小説はこの三人の内面もたどるのだが、むしろ重心は残された人たちの戸惑いの日々を描くのに移っていく。娘や息子たち。その配偶者や恋人たち。孫たち。勤めていた頃の後輩。出版社にいた時に担当した美術評論家の家族。日本語学校の教師をしていた頃の中国人の教え子。三人に縁のあった人たちが、彼らはどうして自死したのかと疑問を抱きながら暮らしている。三人の死までは互いに知らなかったのに、言葉をかわすこともある。しかし、集団自殺の理由はわからない。
登場人物一人一人の日常が描かれていく。みんなが愛したり、別れたり、働いたり、食べたり、笑ったり、泣いたりする中で、そこはかとなく、それぞれの孤独が浮かび上がってくる。日々の生活に、新型コロナウイルスの感染拡大が影を落とす。みんな生まれる時も死ぬ時も一人なのだという当たり前のことが丁寧に描かれていく。

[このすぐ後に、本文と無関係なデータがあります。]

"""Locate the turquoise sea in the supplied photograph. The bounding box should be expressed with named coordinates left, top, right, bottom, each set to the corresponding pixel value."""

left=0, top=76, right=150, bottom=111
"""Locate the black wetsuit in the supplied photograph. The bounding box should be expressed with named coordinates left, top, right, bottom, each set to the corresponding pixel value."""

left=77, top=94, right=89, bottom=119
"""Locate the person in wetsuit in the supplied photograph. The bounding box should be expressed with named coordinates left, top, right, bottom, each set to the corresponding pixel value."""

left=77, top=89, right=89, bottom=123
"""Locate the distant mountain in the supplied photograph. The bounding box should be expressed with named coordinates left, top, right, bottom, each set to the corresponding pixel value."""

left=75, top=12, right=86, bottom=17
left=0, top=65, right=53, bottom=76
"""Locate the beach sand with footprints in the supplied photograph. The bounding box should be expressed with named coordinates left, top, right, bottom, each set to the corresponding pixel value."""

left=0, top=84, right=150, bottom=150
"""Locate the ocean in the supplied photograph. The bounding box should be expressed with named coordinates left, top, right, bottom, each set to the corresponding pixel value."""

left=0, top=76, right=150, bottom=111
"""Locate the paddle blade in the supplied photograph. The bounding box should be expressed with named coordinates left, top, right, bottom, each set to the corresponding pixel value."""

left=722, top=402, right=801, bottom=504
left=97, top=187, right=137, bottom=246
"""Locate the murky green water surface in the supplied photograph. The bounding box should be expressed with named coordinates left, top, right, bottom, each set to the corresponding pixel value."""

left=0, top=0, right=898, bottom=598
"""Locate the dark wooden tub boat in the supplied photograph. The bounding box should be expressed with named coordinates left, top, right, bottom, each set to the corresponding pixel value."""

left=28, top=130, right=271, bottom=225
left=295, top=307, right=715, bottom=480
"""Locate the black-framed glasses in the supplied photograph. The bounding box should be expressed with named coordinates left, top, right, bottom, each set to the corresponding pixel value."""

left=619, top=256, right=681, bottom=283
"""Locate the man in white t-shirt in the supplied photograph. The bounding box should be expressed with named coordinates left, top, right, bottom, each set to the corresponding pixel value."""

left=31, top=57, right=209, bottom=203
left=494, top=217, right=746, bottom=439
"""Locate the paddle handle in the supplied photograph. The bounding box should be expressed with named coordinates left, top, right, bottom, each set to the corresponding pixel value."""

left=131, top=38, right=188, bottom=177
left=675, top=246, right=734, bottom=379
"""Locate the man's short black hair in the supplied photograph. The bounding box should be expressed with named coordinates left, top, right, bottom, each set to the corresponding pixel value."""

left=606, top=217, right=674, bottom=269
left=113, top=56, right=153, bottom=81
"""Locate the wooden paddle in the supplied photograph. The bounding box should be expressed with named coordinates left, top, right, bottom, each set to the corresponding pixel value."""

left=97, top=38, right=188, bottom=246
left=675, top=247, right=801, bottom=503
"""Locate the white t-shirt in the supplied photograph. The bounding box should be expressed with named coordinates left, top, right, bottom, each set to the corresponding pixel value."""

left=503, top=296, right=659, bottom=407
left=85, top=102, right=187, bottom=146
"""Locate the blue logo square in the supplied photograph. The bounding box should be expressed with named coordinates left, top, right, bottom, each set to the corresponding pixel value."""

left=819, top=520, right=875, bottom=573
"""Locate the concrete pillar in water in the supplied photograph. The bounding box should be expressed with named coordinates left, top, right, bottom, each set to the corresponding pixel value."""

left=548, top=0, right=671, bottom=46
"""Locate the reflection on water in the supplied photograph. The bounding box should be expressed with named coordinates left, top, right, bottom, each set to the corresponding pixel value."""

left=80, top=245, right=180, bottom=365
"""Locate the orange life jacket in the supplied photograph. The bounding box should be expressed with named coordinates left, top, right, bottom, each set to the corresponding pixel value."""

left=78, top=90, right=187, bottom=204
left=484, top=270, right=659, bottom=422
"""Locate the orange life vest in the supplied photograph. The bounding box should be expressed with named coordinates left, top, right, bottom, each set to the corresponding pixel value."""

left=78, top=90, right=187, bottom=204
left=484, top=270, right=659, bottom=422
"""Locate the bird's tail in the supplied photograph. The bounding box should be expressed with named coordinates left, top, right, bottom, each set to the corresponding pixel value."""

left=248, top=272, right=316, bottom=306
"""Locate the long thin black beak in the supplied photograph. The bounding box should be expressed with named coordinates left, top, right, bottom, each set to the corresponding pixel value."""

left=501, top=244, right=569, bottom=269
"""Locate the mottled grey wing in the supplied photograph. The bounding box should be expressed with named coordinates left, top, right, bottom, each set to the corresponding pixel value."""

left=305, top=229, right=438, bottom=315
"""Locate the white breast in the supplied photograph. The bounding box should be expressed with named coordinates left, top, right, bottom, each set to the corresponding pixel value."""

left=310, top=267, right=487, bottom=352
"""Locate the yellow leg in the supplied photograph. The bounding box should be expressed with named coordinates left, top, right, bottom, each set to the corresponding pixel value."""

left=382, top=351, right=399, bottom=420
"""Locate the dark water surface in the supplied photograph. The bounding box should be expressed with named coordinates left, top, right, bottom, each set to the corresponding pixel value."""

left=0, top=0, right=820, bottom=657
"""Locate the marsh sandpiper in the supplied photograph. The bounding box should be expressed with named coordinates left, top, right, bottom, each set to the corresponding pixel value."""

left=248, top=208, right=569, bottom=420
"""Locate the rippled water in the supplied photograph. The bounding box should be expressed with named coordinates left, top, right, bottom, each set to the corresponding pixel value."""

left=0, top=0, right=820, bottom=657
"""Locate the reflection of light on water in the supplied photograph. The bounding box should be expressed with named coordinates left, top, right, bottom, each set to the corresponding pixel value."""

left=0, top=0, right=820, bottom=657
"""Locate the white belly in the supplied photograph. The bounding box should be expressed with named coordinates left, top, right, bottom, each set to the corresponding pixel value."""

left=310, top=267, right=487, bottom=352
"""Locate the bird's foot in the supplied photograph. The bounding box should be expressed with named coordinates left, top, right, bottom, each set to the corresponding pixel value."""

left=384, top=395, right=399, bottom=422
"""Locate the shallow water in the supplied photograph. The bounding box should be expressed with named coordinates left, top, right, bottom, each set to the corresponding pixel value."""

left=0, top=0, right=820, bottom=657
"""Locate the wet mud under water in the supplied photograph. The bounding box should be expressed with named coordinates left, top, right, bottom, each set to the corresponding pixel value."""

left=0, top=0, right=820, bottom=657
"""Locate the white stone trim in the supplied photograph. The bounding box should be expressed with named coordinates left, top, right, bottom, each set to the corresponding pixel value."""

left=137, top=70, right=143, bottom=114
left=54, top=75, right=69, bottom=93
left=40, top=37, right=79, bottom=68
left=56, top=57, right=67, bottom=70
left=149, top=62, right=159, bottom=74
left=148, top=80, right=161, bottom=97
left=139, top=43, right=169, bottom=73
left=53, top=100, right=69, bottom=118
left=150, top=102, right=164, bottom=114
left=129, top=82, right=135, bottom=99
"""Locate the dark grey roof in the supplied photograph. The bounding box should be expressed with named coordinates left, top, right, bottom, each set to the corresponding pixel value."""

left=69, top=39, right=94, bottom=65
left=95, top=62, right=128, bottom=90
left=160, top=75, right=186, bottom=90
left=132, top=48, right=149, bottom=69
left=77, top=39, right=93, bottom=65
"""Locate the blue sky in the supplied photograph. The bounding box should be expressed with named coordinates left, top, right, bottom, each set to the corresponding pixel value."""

死んだ三人のうちの一人の孫が印象的だ。小説全体のアクセントになっている。彼女はアンデルセンを研究するためにデンマークに留学している。彼女が登場するたびに物語が活気づく。『人魚姫』や『スズの兵隊』など、アンデルセンの名作を思い出しながら、その言葉や行動を楽しめた。
(新潮社・1760円)
1964年生まれ。作家。著書『号泣する準備はできていた』『去年(こぞ)の雪』など。
◆もう1冊
江國香織著『犬とハモニカ』(新潮文庫)。小説巧者ぶりがよくわかる短編集。